Whether the subjective reports of benefit found by these authors are accurate or spurious will await further, and more focused, investigation, but the therapeutic potential of marijuana should not be simply be dismissed.

The papers and article cited were written between 1997 and 2004. I find it very interesting that they all essentially conclude the same thing- marijuana demonstrated some benefit, but more research is required. However, it is also true, and mentioned by some of the authors, that the benefit being reported is the subjective view of the patient and not easily quantifiable. Just because these papers seem somewhat favorable towards marijuana and its’ potential benefit to those with MS, you shouldn’t run out and buy some pot. The results, as noted by each author, are far from conclusive. Each author also notes that more research needs to be done into the efficacy and safety of cannabis use for MS patients.

The issue for me is not regarding marijuana, but the stigma and stereotypes surrounding cannabis make it very difficult to have a constructive dialogue around its’ use. I find writing this post difficult as I am concerned how it may be

marijuana and multiple sclerosis

perceived by not only the reader, but by any friends or family who read it. I know this concern is based on the stigmas surrounding marijuana and not because I have an issue with what I am writing. The imaginary walls people can build around their minds are complicated.

In the interest of openness and honesty, I have to admit I have tried marijuana (unlike former president Clinton, I did inhale) to ease my symptoms when they were severe. What I discovered mirrored what was reported in the papers and articles above- it helped with movement and easing the symptoms. However, like the reports mentioned, my experience is completely subjective. I’m not a regular user of marijuana and I would estimate I have used it 3 or 4 times for symptom relief since I was diagnosed in 2007. The truth is I have found the same level of symptom relief through exercise and going for a run is my preferred method. If I had a choice between going for a run or cannabis, I’d pick going for a run every time. Unfortunately, not everyone with MS has that option.

So far, I’m one of the fortunate among multiple sclerosis patients. The disease hasn’t had a huge impact on my life in terms of physical disability. I can still run, play hockey, lift weights and for the most part, pretty much carry on a normal life. Unfortunately, my reality is not shared by many in the MS community. Issues with pain, coordination, balance, fatigue, focus (and the list goes on) are very real. If marijuana or any substance can help people live better lives, it should be studied and if found safe, put into the tool boxes of our healthcare professionals. Here in Canada, people with MS can apply for medical marijuana if they meet certain criteria.

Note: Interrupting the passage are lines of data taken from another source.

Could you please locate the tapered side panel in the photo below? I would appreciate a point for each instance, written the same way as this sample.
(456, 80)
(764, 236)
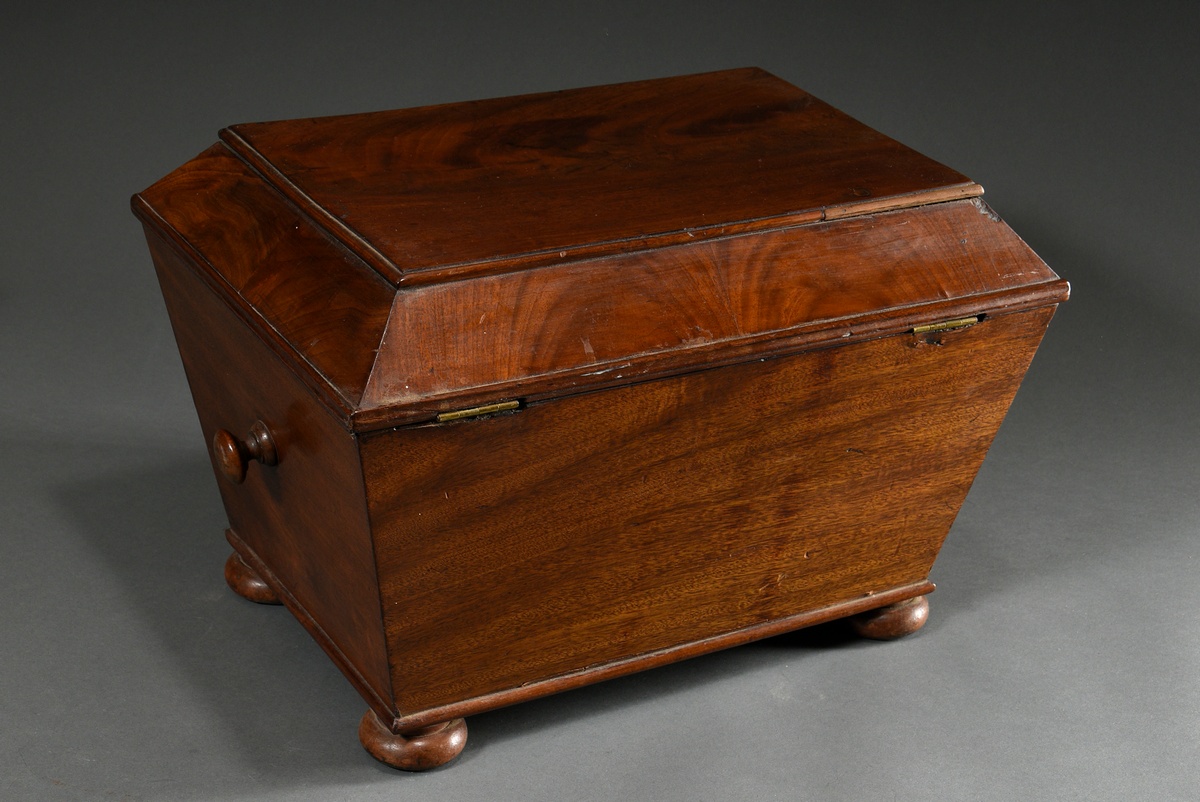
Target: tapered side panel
(305, 518)
(600, 527)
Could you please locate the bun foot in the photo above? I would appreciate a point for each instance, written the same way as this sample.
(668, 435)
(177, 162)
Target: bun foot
(247, 584)
(893, 621)
(427, 747)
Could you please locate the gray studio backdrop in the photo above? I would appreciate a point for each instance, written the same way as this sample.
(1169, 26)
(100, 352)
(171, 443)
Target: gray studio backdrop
(1062, 658)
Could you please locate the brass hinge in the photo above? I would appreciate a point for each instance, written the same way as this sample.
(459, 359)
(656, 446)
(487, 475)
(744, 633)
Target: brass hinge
(474, 412)
(946, 325)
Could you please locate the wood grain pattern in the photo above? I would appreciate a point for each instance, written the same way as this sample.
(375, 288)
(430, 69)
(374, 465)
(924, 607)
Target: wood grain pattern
(573, 327)
(305, 518)
(317, 305)
(699, 293)
(603, 526)
(683, 285)
(444, 190)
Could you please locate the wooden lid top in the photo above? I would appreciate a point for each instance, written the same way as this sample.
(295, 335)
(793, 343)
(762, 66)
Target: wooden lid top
(673, 223)
(447, 190)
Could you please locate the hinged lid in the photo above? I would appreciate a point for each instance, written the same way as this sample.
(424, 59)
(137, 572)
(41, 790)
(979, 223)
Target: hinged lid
(413, 262)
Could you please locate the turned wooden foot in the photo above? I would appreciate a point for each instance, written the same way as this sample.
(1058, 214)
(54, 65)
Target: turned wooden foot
(246, 584)
(427, 747)
(893, 621)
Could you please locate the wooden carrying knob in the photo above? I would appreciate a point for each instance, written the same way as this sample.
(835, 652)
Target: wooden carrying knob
(233, 455)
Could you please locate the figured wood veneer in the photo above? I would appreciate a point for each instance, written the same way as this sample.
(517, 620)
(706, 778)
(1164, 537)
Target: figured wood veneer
(510, 396)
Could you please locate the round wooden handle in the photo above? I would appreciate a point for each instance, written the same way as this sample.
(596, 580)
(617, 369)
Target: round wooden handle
(233, 454)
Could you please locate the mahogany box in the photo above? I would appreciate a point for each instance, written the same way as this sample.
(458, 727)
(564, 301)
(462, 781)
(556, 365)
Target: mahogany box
(510, 396)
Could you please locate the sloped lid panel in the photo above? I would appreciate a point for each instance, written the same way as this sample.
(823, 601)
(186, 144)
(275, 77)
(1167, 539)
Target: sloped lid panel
(696, 305)
(430, 189)
(322, 305)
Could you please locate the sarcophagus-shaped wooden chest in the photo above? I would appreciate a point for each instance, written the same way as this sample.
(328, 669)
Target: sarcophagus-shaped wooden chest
(511, 396)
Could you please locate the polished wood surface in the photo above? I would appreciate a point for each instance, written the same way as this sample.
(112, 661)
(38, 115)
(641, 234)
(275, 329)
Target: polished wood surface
(301, 525)
(609, 525)
(893, 621)
(569, 328)
(246, 582)
(616, 297)
(419, 749)
(447, 190)
(679, 331)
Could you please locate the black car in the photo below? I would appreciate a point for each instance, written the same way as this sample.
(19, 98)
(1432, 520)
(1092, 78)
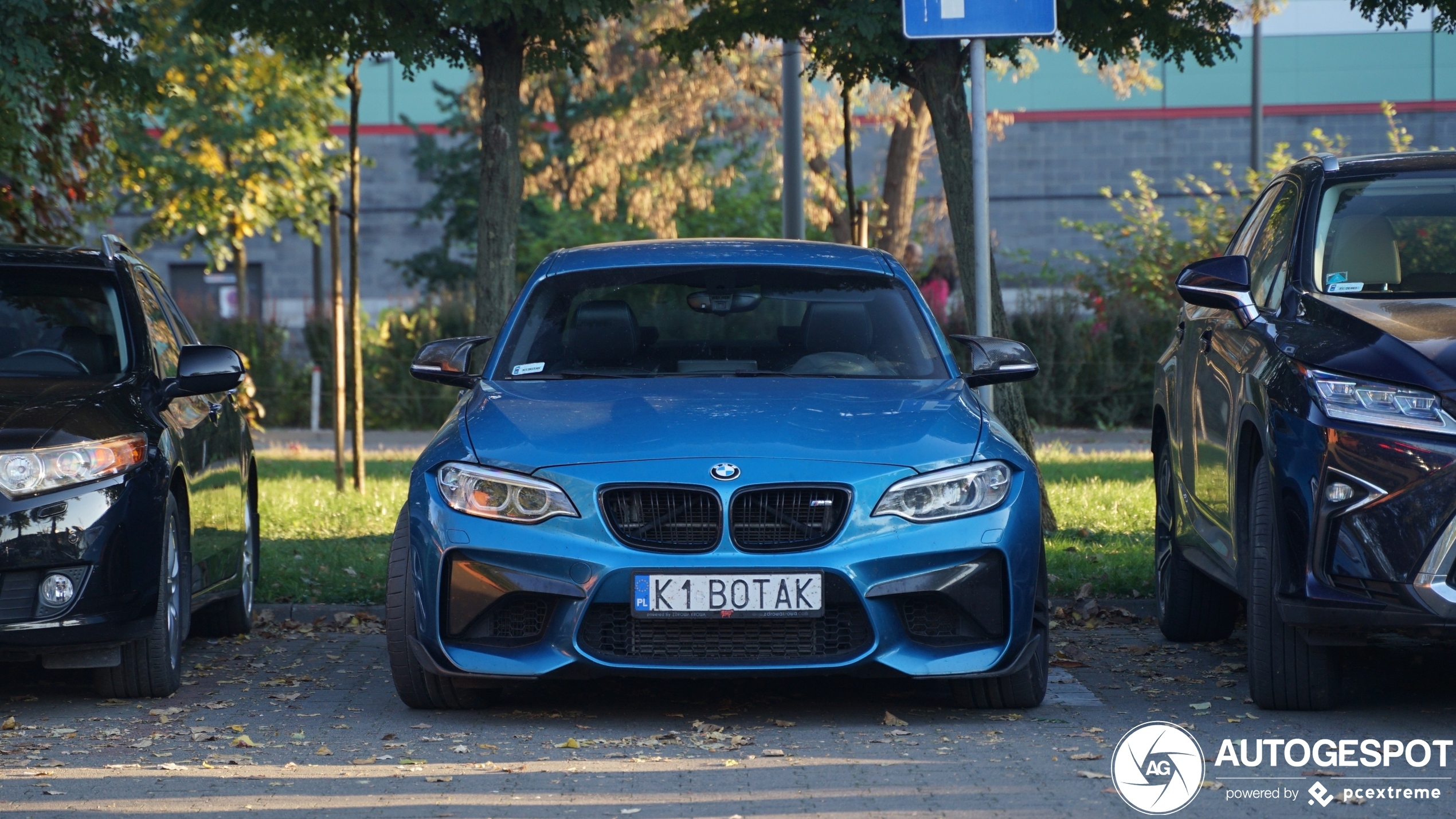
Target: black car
(128, 504)
(1305, 425)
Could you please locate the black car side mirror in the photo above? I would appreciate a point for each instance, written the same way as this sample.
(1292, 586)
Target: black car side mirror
(204, 370)
(1222, 283)
(998, 361)
(448, 361)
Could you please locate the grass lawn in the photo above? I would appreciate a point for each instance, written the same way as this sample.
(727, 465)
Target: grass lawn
(325, 546)
(319, 544)
(1104, 505)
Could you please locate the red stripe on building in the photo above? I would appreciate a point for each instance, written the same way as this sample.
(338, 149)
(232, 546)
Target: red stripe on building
(1228, 111)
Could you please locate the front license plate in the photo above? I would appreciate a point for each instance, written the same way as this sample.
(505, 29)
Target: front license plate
(765, 594)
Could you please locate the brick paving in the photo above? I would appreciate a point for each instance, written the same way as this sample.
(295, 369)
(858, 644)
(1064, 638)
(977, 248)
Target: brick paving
(330, 738)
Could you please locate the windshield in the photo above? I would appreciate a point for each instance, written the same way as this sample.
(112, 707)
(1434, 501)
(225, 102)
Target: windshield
(60, 323)
(1388, 236)
(644, 322)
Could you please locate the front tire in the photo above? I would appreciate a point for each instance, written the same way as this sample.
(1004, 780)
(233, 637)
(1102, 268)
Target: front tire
(152, 667)
(1286, 672)
(235, 614)
(1191, 606)
(417, 687)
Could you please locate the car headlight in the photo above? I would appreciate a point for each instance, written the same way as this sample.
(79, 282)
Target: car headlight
(947, 493)
(1372, 402)
(502, 495)
(31, 472)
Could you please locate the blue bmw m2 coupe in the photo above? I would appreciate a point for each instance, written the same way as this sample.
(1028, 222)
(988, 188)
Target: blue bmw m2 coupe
(720, 459)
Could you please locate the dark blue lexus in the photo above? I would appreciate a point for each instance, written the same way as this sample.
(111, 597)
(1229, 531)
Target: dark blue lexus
(1304, 431)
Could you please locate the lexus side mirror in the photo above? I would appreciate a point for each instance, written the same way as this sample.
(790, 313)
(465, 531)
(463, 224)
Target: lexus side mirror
(204, 370)
(448, 361)
(1222, 283)
(998, 361)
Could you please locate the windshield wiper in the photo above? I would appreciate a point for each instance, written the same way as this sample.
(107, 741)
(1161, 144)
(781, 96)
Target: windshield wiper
(570, 374)
(758, 373)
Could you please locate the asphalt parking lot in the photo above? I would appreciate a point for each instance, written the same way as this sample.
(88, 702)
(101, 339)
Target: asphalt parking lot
(303, 720)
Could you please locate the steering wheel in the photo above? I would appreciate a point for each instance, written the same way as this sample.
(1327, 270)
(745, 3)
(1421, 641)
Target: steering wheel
(56, 352)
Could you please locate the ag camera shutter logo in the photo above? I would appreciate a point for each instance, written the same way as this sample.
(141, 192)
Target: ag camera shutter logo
(1158, 769)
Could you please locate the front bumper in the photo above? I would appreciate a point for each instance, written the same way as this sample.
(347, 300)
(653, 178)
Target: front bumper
(902, 600)
(1382, 559)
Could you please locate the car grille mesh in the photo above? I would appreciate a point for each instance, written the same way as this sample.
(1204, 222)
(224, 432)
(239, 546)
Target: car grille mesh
(788, 518)
(664, 518)
(517, 617)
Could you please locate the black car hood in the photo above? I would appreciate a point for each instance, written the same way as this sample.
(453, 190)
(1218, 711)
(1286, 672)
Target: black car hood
(40, 412)
(1410, 341)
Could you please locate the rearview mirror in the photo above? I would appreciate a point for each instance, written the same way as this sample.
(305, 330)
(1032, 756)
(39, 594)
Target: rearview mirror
(204, 370)
(448, 361)
(998, 361)
(1220, 283)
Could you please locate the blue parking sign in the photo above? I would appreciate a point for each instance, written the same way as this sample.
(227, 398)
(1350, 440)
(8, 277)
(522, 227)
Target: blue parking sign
(972, 19)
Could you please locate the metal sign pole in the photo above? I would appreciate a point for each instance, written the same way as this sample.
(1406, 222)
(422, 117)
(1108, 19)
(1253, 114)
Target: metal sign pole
(982, 201)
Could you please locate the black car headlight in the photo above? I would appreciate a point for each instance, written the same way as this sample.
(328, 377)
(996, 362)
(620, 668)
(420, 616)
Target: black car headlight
(502, 495)
(31, 472)
(1349, 398)
(947, 493)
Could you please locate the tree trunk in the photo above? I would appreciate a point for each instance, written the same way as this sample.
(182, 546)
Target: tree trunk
(850, 168)
(356, 297)
(903, 177)
(502, 57)
(940, 79)
(337, 300)
(241, 272)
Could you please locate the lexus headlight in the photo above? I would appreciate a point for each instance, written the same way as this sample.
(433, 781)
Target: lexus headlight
(31, 472)
(1372, 402)
(947, 493)
(502, 495)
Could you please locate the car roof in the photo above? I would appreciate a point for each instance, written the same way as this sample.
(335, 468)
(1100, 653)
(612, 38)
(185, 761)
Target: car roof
(53, 255)
(754, 252)
(1394, 163)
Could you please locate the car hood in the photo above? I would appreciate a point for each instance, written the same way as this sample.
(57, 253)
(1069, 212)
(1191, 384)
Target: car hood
(40, 412)
(529, 425)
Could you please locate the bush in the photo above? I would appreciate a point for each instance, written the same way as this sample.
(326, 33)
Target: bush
(1097, 370)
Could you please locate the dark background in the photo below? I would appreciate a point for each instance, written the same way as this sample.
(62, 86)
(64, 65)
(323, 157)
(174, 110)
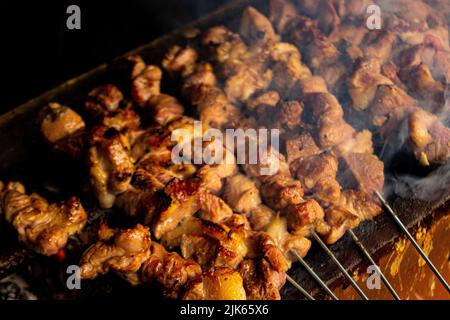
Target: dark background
(39, 52)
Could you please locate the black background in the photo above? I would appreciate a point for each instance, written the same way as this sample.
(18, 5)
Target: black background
(39, 52)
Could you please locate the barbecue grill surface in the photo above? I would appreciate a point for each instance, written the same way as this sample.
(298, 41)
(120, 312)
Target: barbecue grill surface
(24, 157)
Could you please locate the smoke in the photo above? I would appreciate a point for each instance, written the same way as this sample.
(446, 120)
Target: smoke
(431, 188)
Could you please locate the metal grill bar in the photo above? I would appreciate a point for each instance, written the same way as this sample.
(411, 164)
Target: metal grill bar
(339, 265)
(314, 275)
(369, 257)
(413, 241)
(299, 287)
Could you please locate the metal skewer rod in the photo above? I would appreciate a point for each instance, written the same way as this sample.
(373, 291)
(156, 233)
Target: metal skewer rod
(299, 288)
(369, 257)
(339, 265)
(413, 241)
(314, 275)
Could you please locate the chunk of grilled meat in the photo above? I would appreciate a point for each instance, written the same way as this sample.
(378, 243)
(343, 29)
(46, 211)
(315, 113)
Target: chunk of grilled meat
(317, 174)
(200, 88)
(260, 280)
(110, 164)
(63, 129)
(332, 129)
(243, 68)
(256, 27)
(42, 226)
(59, 122)
(122, 251)
(164, 108)
(278, 231)
(124, 120)
(103, 100)
(146, 85)
(169, 269)
(244, 197)
(241, 194)
(216, 284)
(184, 198)
(213, 245)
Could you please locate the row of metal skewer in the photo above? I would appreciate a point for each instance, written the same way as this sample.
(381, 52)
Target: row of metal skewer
(367, 255)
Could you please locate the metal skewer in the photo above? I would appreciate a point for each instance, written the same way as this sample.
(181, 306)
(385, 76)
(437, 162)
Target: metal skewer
(314, 275)
(339, 265)
(369, 257)
(299, 288)
(413, 241)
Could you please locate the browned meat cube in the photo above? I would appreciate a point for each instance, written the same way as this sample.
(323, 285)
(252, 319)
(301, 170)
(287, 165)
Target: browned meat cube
(169, 269)
(302, 218)
(103, 100)
(260, 280)
(123, 251)
(44, 227)
(59, 122)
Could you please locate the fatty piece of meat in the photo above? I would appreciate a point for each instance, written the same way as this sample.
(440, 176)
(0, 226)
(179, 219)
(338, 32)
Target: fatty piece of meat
(123, 251)
(44, 227)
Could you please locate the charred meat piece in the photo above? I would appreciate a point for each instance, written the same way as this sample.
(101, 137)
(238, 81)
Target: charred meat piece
(213, 245)
(363, 83)
(332, 129)
(59, 122)
(103, 100)
(63, 129)
(260, 280)
(256, 27)
(298, 148)
(244, 197)
(303, 217)
(278, 231)
(146, 85)
(241, 194)
(164, 108)
(168, 269)
(122, 251)
(280, 191)
(42, 226)
(317, 174)
(124, 120)
(216, 284)
(110, 164)
(184, 198)
(287, 67)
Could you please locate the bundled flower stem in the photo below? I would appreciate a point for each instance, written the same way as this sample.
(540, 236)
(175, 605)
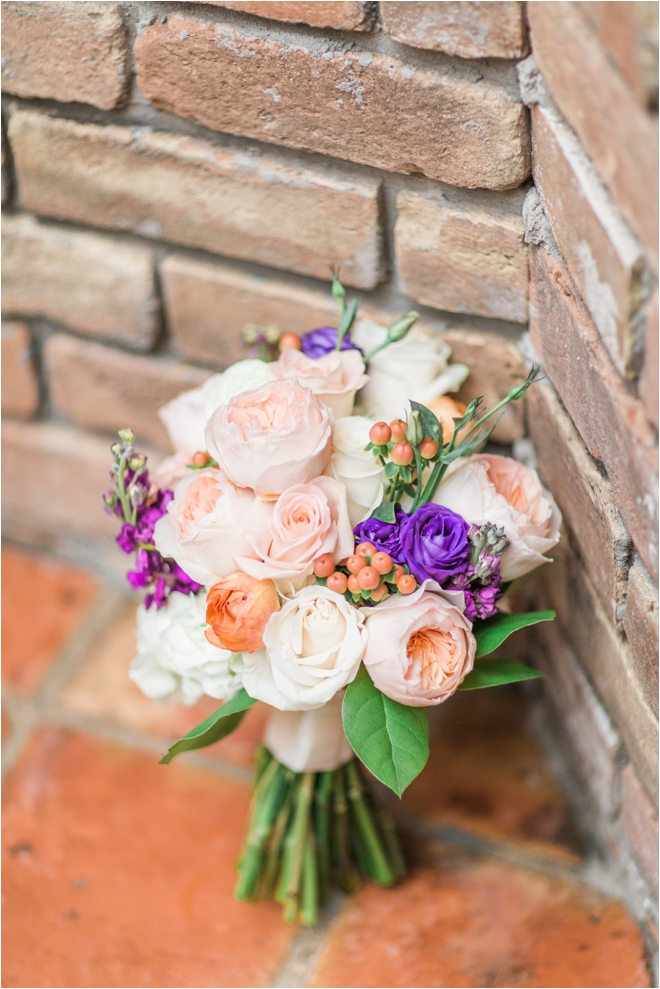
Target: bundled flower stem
(311, 830)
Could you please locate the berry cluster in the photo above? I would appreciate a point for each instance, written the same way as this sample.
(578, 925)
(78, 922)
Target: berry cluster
(366, 577)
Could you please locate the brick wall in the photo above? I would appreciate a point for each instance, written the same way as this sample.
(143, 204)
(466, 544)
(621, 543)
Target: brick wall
(173, 172)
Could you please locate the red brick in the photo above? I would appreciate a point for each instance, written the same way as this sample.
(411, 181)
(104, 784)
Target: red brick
(209, 304)
(98, 285)
(480, 923)
(601, 109)
(72, 52)
(103, 690)
(343, 16)
(640, 622)
(462, 259)
(119, 872)
(369, 108)
(43, 602)
(244, 205)
(612, 424)
(602, 255)
(640, 823)
(104, 389)
(496, 366)
(468, 30)
(20, 387)
(53, 478)
(583, 495)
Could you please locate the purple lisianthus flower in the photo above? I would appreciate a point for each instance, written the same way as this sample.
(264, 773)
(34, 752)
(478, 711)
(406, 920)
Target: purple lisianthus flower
(318, 343)
(386, 536)
(435, 544)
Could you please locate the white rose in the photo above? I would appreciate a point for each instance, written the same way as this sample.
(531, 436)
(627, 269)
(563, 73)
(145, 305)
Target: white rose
(355, 467)
(414, 368)
(312, 648)
(174, 660)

In closing, I should be clear that I am not advocating the use of marijuana for people with MS. Nor am I attempting to give an opinion on whether or not marijuana should be legal. It is not my place to suggest its’ use nor is it the purpose of this blog to advocate for or against its’ legalization. What I’m attempting to do is to share my experience and some research which has been done on the subject. I choose to treat my symptoms through diet and exercise but if they were to become severe again, I would consider using marijuana again (after consulting with my wife). I would also caution anyone from casting judgement on those with more severe MS than mine who use marijuana for relief. I can guarantee that if you switched places with them your opinions would shift very quickly. Rather than passing judgement and perpetuating stereotypes, we should look to having constructive discussions about the best ways to help those among us who are the least well.